Yeah those are bugs good catch, you are right it's garbage data that confuses the bot. -- GreenC 14:48, 7 June 2016 (UTC)[reply]

Fixed. -- GreenC 15:59, 7 June 2016 (UTC)[reply]

Nice work

[edit]

I love this bot. Kendall-K1 (talk) 14:07, 9 June 2016 (UTC)[reply]

Thanks. Link rot includes Wayback itself. Watching the watchers. -- GreenC 14:34, 9 June 2016 (UTC)[reply]
I like how it also cleans up after Cyberbot. Kendall-K1 (talk) 00:04, 10 June 2016 (UTC)[reply]

Bug? Comment

[edit]

[This edit] didn't seem to help.

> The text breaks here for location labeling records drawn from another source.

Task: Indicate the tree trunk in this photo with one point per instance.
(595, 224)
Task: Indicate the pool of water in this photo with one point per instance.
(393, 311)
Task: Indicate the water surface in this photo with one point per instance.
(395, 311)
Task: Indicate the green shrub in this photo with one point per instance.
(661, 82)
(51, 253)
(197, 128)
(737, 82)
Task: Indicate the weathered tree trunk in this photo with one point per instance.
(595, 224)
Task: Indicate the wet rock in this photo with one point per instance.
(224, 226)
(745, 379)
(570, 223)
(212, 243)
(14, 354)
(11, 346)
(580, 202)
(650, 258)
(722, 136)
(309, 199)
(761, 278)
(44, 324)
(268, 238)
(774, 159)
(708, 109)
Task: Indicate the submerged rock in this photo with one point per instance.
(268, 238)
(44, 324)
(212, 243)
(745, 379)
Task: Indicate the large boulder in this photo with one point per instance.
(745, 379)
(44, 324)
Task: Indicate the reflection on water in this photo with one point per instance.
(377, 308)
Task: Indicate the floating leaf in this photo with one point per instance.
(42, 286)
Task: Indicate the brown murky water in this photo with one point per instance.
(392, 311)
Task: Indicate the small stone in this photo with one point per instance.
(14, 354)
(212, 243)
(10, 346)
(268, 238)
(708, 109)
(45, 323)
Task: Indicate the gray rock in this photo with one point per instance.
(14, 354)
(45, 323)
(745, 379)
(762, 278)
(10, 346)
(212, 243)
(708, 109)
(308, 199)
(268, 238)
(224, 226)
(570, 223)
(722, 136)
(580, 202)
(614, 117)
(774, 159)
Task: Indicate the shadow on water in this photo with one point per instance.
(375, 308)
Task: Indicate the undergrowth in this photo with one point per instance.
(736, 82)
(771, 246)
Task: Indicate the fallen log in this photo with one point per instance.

Wayback just has archives of 404 pages but the Bot edit didn't help. Not complaining, just letting you know as I guess the bot is new. Wonderful to see all these tedious changes being made by the bot, great job. Thanks. Fettlemap (talk) 17:37, 10 June 2016 (UTC)[reply]

There's a hidden redirect somewhere the bot (and I) can't see, pointing to a 404 page. The page headers return 200 (OK) so the bot thinks it's a normal working page. Basically it's a soft 404. The bot makes a best effort to detect soft 404's using various techniques but sometimes there is nothing it can do if the page is misconfigured returning a 200. You did the right thing with the delete and cbignore template. Glad you like the bot, this revision is almost complete running and I'll post final stats soon. -- GreenC 17:59, 10 June 2016 (UTC)[reply]

Findarticles

[edit]

@Green Cardamom: I don't know how your bot works yet (haven't really had time too look in the docs), but do you think you can fix the following?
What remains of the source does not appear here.